Chapter Sixteen

Version Control with Git

Version control is the single most important practice in modern software development, and Git is the tool that swept the field. In 2005, when a dispute broke up the relationship between the Linux kernel developers and the proprietary version control system they had been using, Linus Torvalds wrote Git in about two weeks. His design goals were speed, distributed operation, strong integrity, and support for non-linear development on a huge scale. Two decades later, Git runs essentially the whole of open source, most of the commercial software industry, and increasingly everything from novels to legal documents. If you want to work with other people on any kind of text, you need to know Git.

Learning Objectives
  1. Explain why version control matters and what problem git solves
  2. Initialise a repository and make commits with sensible messages
  3. Work with branches, including creating, switching, merging, and rebasing
  4. Collaborate via remotes using clone, push, pull, and fetch
  5. Resolve merge conflicts and use .gitignore appropriately
The Git logo
The Git logoJason Long · CC BY 3.0 · Wikimedia Commons

Why Version Control?

Imagine writing a project without Git. You save report.doc, then report-v2.doc, then report-final.doc, then report-final-really.doc, then report-final-actuallyfinal.doc. A colleague sends you their version, and you try to merge the changes by hand. Something gets lost. You cannot remember what changed between Tuesday and Friday. You cannot try an experimental change without risking the stable version.

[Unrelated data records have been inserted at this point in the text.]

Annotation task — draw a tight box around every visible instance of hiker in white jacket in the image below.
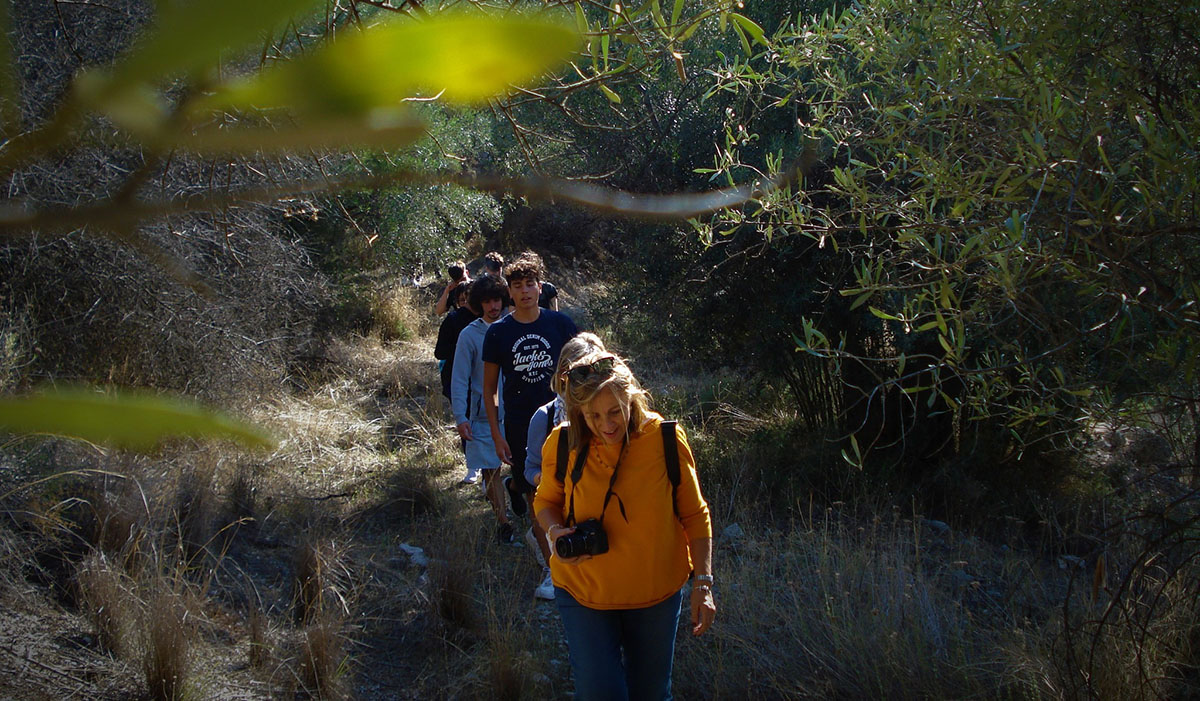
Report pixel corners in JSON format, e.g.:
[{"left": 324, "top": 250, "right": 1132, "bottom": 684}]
[{"left": 452, "top": 274, "right": 514, "bottom": 540}]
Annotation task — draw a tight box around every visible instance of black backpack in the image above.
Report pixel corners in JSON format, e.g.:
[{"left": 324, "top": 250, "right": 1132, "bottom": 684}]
[{"left": 554, "top": 420, "right": 682, "bottom": 518}]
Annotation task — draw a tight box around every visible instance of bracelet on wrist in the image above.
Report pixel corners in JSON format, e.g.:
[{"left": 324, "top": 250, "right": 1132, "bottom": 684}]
[{"left": 695, "top": 574, "right": 714, "bottom": 585}]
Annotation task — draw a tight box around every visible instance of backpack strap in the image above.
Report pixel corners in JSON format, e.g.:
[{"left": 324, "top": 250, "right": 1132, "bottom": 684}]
[
  {"left": 555, "top": 421, "right": 681, "bottom": 521},
  {"left": 546, "top": 405, "right": 555, "bottom": 436},
  {"left": 661, "top": 421, "right": 681, "bottom": 518},
  {"left": 555, "top": 424, "right": 570, "bottom": 484},
  {"left": 555, "top": 421, "right": 584, "bottom": 486}
]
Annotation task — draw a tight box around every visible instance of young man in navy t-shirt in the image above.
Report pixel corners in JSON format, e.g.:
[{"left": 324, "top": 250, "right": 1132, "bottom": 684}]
[{"left": 482, "top": 251, "right": 577, "bottom": 543}]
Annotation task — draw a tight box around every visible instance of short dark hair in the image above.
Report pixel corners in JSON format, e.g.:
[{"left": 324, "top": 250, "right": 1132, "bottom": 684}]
[
  {"left": 447, "top": 260, "right": 467, "bottom": 281},
  {"left": 503, "top": 251, "right": 544, "bottom": 285},
  {"left": 468, "top": 273, "right": 508, "bottom": 313},
  {"left": 482, "top": 252, "right": 504, "bottom": 274}
]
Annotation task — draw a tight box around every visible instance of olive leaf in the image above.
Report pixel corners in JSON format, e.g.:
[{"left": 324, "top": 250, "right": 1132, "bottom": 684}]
[
  {"left": 0, "top": 388, "right": 275, "bottom": 451},
  {"left": 729, "top": 13, "right": 766, "bottom": 47},
  {"left": 197, "top": 12, "right": 580, "bottom": 118}
]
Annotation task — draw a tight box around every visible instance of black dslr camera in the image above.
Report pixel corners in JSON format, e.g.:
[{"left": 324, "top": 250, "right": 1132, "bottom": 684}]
[{"left": 555, "top": 519, "right": 608, "bottom": 558}]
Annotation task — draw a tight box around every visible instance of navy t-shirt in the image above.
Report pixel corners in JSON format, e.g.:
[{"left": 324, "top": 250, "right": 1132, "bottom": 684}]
[{"left": 482, "top": 309, "right": 578, "bottom": 422}]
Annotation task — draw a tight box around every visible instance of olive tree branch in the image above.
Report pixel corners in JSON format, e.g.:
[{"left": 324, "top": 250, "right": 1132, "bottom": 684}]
[{"left": 0, "top": 145, "right": 816, "bottom": 292}]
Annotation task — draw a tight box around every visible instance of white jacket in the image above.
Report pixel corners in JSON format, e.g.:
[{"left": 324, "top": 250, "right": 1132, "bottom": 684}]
[{"left": 451, "top": 317, "right": 504, "bottom": 426}]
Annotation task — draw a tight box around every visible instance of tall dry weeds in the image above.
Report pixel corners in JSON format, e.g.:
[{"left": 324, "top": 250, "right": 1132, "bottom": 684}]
[
  {"left": 481, "top": 581, "right": 547, "bottom": 701},
  {"left": 0, "top": 303, "right": 32, "bottom": 393},
  {"left": 1032, "top": 524, "right": 1200, "bottom": 698},
  {"left": 247, "top": 602, "right": 272, "bottom": 671},
  {"left": 382, "top": 462, "right": 447, "bottom": 522},
  {"left": 298, "top": 614, "right": 350, "bottom": 700},
  {"left": 224, "top": 461, "right": 259, "bottom": 527},
  {"left": 86, "top": 483, "right": 148, "bottom": 560},
  {"left": 4, "top": 0, "right": 333, "bottom": 406},
  {"left": 293, "top": 537, "right": 351, "bottom": 626},
  {"left": 486, "top": 628, "right": 535, "bottom": 701},
  {"left": 75, "top": 552, "right": 135, "bottom": 658},
  {"left": 142, "top": 586, "right": 195, "bottom": 701}
]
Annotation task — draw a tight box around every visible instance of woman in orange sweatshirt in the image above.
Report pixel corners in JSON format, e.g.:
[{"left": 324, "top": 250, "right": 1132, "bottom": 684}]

Version control solves all these problems at once. It keeps a full history of every change, with who made it and when. It lets you work on multiple parallel lines of development (branches) without stepping on each other. It lets you compare any two points in history and see exactly what is different. It lets you rewind, experiment, and merge. For any project bigger than "a single one-off script", it is indispensable.

How Git Thinks

Git is famously confusing in its terminology but conceptually clean once you see the picture. Three ideas underpin everything:

  1. A commit is a snapshot of the entire project at a moment in time, along with metadata (author, date, message) and a pointer to its parent commit.
  2. A branch is a movable pointer to a commit. Switching branches just moves the pointer.
  3. Git is distributed: every clone of a repository is a complete copy of the full history, not just a working copy pointing at a central server.

Every commit is identified by a 40-character hexadecimal hash computed from its contents: the files, the tree structure, the metadata, and the parent hashes. Change anything and the hash changes. This is how Git ensures integrity: you cannot silently alter history, because the hashes would no longer match.

Table 16.1: The four areas in Git

Area What Lives There How to Move In
Working directory Files you edit (just edit)
Staging area (index) What will go in the next commit git add
Local repository Committed history on your disk git commit
Remote repository History on a server (GitHub etc.) git push / git fetch

First Steps

Start by telling Git who you are. This metadata goes into every commit you make:

git config --global user.name "Chris Paton"
git config --global user.email "chris@example.com"
git config --global init.defaultBranch main
git config --global pull.rebase false

Now create a repository:

mkdir myproject
cd myproject
git init
# Initialised empty Git repository in /home/chris/myproject/.git/

The .git/ subdirectory is where Git stores all its data: the entire history, configuration, and object database. Delete .git/ and the project reverts to a plain directory with no version control.

Making Your First Commit

The basic workflow has three areas:

  • The working directory: the files as they currently exist on disk.
  • The staging area (or index): a list of changes you intend to commit.
  • The repository: the committed history.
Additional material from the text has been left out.